Scientific Reports (Oct 2023)
Neuroprotective effects of polyacrylic acid (PAA) conjugated cerium oxide against hydrogen peroxide- and 6-OHDA-induced SH-SY5Y cell damage
Abstract
Abstract Cerium oxide nanoparticles have been widely investigated against neurodegenerative diseases due to their antioxidant properties that aid in quenching reactive oxygen species.
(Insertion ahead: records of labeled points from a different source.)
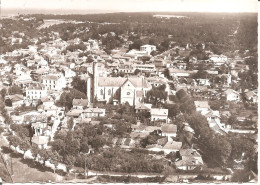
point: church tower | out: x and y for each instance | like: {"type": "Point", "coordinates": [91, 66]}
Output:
{"type": "Point", "coordinates": [95, 81]}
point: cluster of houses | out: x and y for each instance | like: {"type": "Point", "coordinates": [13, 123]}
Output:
{"type": "Point", "coordinates": [44, 71]}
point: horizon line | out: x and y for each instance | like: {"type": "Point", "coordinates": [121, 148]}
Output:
{"type": "Point", "coordinates": [101, 11]}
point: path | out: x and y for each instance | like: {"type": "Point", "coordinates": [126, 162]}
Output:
{"type": "Point", "coordinates": [24, 170]}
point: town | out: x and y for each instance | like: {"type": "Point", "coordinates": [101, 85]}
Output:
{"type": "Point", "coordinates": [99, 99]}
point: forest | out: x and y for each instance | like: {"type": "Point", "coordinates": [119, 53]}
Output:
{"type": "Point", "coordinates": [220, 32]}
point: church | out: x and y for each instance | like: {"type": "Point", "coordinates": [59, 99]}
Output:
{"type": "Point", "coordinates": [116, 90]}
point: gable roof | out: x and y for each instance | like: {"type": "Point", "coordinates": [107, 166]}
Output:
{"type": "Point", "coordinates": [201, 104]}
{"type": "Point", "coordinates": [94, 110]}
{"type": "Point", "coordinates": [160, 112]}
{"type": "Point", "coordinates": [80, 102]}
{"type": "Point", "coordinates": [169, 128]}
{"type": "Point", "coordinates": [16, 97]}
{"type": "Point", "coordinates": [174, 145]}
{"type": "Point", "coordinates": [143, 106]}
{"type": "Point", "coordinates": [231, 91]}
{"type": "Point", "coordinates": [40, 140]}
{"type": "Point", "coordinates": [118, 82]}
{"type": "Point", "coordinates": [189, 152]}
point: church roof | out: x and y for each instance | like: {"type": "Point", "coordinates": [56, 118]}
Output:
{"type": "Point", "coordinates": [118, 82]}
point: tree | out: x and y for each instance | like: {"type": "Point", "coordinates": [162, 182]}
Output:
{"type": "Point", "coordinates": [3, 92]}
{"type": "Point", "coordinates": [232, 120]}
{"type": "Point", "coordinates": [24, 145]}
{"type": "Point", "coordinates": [84, 145]}
{"type": "Point", "coordinates": [1, 130]}
{"type": "Point", "coordinates": [70, 123]}
{"type": "Point", "coordinates": [137, 71]}
{"type": "Point", "coordinates": [181, 95]}
{"type": "Point", "coordinates": [69, 161]}
{"type": "Point", "coordinates": [35, 151]}
{"type": "Point", "coordinates": [45, 155]}
{"type": "Point", "coordinates": [80, 85]}
{"type": "Point", "coordinates": [66, 98]}
{"type": "Point", "coordinates": [13, 140]}
{"type": "Point", "coordinates": [156, 95]}
{"type": "Point", "coordinates": [97, 142]}
{"type": "Point", "coordinates": [15, 90]}
{"type": "Point", "coordinates": [55, 158]}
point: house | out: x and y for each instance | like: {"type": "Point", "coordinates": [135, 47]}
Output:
{"type": "Point", "coordinates": [204, 82]}
{"type": "Point", "coordinates": [35, 92]}
{"type": "Point", "coordinates": [175, 73]}
{"type": "Point", "coordinates": [251, 96]}
{"type": "Point", "coordinates": [145, 67]}
{"type": "Point", "coordinates": [232, 95]}
{"type": "Point", "coordinates": [143, 107]}
{"type": "Point", "coordinates": [79, 103]}
{"type": "Point", "coordinates": [40, 141]}
{"type": "Point", "coordinates": [202, 106]}
{"type": "Point", "coordinates": [212, 116]}
{"type": "Point", "coordinates": [108, 89]}
{"type": "Point", "coordinates": [187, 128]}
{"type": "Point", "coordinates": [16, 99]}
{"type": "Point", "coordinates": [47, 101]}
{"type": "Point", "coordinates": [38, 128]}
{"type": "Point", "coordinates": [189, 159]}
{"type": "Point", "coordinates": [148, 48]}
{"type": "Point", "coordinates": [218, 60]}
{"type": "Point", "coordinates": [167, 145]}
{"type": "Point", "coordinates": [93, 112]}
{"type": "Point", "coordinates": [54, 82]}
{"type": "Point", "coordinates": [75, 113]}
{"type": "Point", "coordinates": [169, 130]}
{"type": "Point", "coordinates": [159, 114]}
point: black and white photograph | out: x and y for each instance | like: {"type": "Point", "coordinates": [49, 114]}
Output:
{"type": "Point", "coordinates": [128, 91]}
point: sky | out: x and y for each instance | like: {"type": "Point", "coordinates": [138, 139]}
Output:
{"type": "Point", "coordinates": [77, 6]}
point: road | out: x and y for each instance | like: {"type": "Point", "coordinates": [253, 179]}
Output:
{"type": "Point", "coordinates": [25, 170]}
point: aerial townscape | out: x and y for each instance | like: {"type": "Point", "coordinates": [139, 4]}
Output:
{"type": "Point", "coordinates": [129, 98]}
In this study, polyacrylic acid conjugated cerium oxide (PAA-CeO) nanoparticles were synthesized in a 50–60 nm size range with a zeta potential of − 35 mV. X-ray photoelectron spectroscopy analysis revealed a mixed valence state of Ce4+ and Ce3+. PAA-CeO nanoparticles were safe for undifferentiated (UN-) and retinoic acid-differentiated (RA-) human neuroblastoma SH-SY5Y cells and reduced the extent of cell damage evoked by hydrogen peroxide (H2O2) and 6-hydroxydopamine (6-OHDA). In the H2O2 model of cell damage PAA-CeO did not affect the caspase-3 activity (apoptosis marker) but attenuated the number of propidium iodide-positive cells (necrosis marker). In the 6-OHDA model, nanoparticles profoundly reduced necrotic changes and partially attenuated caspase-3 activity. However, we did not observe any impact of PAA-CeO on intracellular ROS formation induced by H2O2. Further, the flow cytometry analysis of fluorescein isothiocyanate-labeled PAA-CeO revealed a time- and concentration-dependent cellular uptake of nanoparticles. The results point to the neuroprotective potential of PAA-CeO nanoparticles against neuronal cell damage induced by H2O2 and 6-OHDA, which are in both models associated with the inhibition of necrotic processes and the model-dependent attenuation of activity of executor apoptotic protease, caspase-3 (6-OHDA model) but not with the direct inhibition of ROS (H2O2 model).